Dat doe ik door de aandacht te richten op 3 punten: Het gemakkelijkst kunnen we ons lichaam, naar mijn ervaring, her-inneren (inlijven), wanneer we onze aandacht vestigen op, of beter gezegd in 2 aandachtsvelden: in ons gelaat en in onze handen. Gedurende de laatste aANZet-voorjaarsretraite werd mij ook duidelijk warom dat zo is. We lazen in het filosofisch testament van Samuel IJsseling.

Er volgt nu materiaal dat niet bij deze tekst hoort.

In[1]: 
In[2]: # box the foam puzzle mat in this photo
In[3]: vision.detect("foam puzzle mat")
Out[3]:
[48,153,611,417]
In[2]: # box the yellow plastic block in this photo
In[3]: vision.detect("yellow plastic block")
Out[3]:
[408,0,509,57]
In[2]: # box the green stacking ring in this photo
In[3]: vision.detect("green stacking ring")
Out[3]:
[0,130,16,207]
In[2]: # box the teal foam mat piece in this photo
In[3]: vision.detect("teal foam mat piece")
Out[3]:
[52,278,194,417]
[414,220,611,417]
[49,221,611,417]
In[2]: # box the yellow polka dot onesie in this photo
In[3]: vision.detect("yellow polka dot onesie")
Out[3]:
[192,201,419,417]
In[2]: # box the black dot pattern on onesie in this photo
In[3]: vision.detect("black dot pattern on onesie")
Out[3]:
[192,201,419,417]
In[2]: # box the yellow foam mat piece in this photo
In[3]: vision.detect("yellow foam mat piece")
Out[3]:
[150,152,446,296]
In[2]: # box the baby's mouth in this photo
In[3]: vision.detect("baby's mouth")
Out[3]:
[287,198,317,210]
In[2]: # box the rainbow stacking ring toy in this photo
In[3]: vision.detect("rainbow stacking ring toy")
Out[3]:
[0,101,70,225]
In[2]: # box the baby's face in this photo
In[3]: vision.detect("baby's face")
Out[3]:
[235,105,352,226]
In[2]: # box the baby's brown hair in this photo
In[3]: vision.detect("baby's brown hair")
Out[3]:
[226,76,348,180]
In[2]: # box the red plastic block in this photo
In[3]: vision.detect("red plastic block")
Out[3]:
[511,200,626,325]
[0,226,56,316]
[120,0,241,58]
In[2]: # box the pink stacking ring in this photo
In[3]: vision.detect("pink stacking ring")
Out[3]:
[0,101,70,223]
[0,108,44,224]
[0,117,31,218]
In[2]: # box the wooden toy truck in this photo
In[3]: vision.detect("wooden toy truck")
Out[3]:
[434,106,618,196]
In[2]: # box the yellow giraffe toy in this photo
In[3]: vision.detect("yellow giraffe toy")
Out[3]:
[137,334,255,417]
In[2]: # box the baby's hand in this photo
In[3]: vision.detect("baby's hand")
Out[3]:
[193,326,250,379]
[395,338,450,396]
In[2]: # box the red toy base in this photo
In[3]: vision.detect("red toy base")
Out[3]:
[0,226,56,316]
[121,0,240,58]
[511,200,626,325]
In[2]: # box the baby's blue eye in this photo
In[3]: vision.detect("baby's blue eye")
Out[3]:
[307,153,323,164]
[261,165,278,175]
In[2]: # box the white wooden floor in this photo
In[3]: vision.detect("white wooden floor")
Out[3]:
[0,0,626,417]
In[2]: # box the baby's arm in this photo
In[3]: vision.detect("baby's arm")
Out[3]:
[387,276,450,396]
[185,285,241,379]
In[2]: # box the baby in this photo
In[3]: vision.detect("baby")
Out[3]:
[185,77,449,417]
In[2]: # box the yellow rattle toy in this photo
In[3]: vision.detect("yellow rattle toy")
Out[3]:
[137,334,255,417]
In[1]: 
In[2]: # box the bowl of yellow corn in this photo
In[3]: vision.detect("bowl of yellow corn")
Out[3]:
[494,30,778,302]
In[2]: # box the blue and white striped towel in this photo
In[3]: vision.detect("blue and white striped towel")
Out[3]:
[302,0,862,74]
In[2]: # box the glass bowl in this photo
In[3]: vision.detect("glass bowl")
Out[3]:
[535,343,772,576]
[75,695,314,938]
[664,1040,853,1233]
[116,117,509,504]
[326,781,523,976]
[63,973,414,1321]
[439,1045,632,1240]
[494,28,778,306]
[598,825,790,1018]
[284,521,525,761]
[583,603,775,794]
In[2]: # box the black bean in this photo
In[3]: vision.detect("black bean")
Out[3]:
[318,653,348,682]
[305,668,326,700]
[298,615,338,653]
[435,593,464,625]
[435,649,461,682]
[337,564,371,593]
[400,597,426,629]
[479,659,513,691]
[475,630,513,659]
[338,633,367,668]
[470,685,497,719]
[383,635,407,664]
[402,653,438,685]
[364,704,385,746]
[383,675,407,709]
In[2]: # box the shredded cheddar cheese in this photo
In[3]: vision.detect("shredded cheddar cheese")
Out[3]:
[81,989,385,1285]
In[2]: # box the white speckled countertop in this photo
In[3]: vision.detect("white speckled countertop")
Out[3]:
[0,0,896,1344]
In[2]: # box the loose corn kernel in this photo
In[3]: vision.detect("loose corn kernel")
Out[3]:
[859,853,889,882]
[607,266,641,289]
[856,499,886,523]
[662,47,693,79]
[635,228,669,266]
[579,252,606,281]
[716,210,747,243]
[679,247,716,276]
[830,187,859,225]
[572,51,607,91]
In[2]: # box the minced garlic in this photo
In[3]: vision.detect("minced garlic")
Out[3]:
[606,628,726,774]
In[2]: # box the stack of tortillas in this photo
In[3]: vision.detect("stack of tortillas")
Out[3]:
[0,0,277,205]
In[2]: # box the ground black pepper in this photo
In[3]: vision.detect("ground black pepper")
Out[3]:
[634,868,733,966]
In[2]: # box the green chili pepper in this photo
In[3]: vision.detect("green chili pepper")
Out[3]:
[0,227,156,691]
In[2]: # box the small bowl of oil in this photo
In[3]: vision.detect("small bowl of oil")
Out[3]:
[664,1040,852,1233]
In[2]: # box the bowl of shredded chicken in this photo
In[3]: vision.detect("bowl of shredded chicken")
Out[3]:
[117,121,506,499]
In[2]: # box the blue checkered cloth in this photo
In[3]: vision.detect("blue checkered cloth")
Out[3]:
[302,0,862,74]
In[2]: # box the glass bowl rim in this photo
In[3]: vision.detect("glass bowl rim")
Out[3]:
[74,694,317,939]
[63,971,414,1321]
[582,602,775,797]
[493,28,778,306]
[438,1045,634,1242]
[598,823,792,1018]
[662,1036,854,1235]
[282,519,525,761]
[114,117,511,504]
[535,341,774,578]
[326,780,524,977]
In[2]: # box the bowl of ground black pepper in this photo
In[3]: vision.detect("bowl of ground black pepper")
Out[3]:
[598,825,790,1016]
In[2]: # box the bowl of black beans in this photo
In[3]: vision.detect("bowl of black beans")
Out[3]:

Daarin schrijft hij over de tijd, het schrift en het verschil en herinnert ons op p. 54 aan een opmerking van Aristoteles die stelt dat de hand samen met het gezicht het meest bezielde en meest persoonlijke is van de mens. Dat is blijven hangen, dat herinner ik mij en daarom wil ik hier deze ervaring van gelaat en handen hier weer eens oproepen, meditatief/ fenomenologisch ervaren en socratisch bespreken. Het derde aandachtspunt staat in contrast hiermee en is vaak het lastigste punt om ons te her-inneren. Dat zijn onze voeten. Dus we geven smoel, handen en voeten aan het her-inneren van ons lijf. Ofwel: hoe kun je je zelf in-lijven?

 

We combineren als vanouds meditatie met het Socratische Gesprek en wel als volgt: we doen een meditatie, we bespreken deze, we doen een schrijfoefening en bespreken de ervaring als geheel aan de hand van onze schrijfsels.